Just read through the examples on that page. 🤮

So I want to move away from GitHub.

Git itself is federated. You can pull from anywhere and push wherever they allow you to. Some of the things you cannot do, however:

  • send patches via the website
  • track issues
  • browse code and documentation online

What other functionality do you use? I think that’s all I do.

Maybe I’ll just create a software wiki for myself which implements these features and leave it at that. This requires a few things:

  1. hosting my own git repositories ✔️
  2. a platform to manage tickets ✔️
  3. notifications by mail ✔️

I have a proof of concept up and running. It’s based on Oddmuse and a bunch of additions in the config file.

I suspect it’s either going to be that, or something like Fossil. The main drawback is that nobody else uses it, however. All those Mercurial users know what I’m talking about. I know that I don’t like to contribute to projects using “unpopular” version control software.

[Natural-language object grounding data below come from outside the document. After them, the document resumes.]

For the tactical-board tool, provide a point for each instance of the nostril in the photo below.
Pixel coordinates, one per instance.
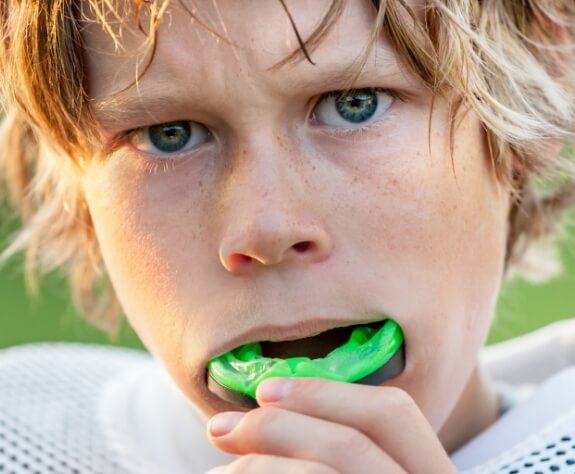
(302, 246)
(238, 258)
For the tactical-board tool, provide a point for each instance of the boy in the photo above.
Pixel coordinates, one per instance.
(238, 186)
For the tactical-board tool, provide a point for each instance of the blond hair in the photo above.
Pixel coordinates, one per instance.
(512, 62)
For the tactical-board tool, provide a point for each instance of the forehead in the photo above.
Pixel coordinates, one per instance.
(226, 39)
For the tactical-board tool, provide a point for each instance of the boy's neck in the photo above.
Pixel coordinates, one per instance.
(477, 408)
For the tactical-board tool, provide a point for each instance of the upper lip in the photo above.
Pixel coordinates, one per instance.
(298, 330)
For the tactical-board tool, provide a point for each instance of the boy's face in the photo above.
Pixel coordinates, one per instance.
(289, 217)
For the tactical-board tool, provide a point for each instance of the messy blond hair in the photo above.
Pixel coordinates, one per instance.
(511, 61)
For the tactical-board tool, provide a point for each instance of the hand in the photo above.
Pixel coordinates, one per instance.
(310, 425)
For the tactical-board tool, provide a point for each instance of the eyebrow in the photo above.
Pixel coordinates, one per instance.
(128, 106)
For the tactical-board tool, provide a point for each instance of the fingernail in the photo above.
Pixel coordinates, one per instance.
(223, 423)
(274, 389)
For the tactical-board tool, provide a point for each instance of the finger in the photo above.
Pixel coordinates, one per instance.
(277, 432)
(387, 415)
(264, 464)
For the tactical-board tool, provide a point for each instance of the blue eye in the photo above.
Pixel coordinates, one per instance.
(170, 137)
(342, 109)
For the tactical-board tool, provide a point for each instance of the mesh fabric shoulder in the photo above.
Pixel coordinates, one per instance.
(48, 407)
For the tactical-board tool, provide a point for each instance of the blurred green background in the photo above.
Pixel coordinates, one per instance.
(522, 306)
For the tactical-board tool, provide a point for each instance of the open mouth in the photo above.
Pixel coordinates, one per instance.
(367, 353)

Fossil has tickets and it serves a website for its repositories. I dislike the database stuff but SQLite has a good reputation and at the end of the day all the .git directories are gobbledygook to me anyway.

I don’t really need code browsing via the web. That’s why I don’t need cgit, I think. I hardly ever do it. Sometimes I link to particular lines of code when I comment on an issue, perhaps. I guess I do kind of miss the cheap README.md = project homepage and project documentation.

A feature I sometimes used was online text editing: I sometimes fixed typos in documents which resulted in automatic pull requests on GitHub and that was useful and cool.

The other alternatives like GitLab and Gitea have a reputation for needing a lot of resources, so that’s bad.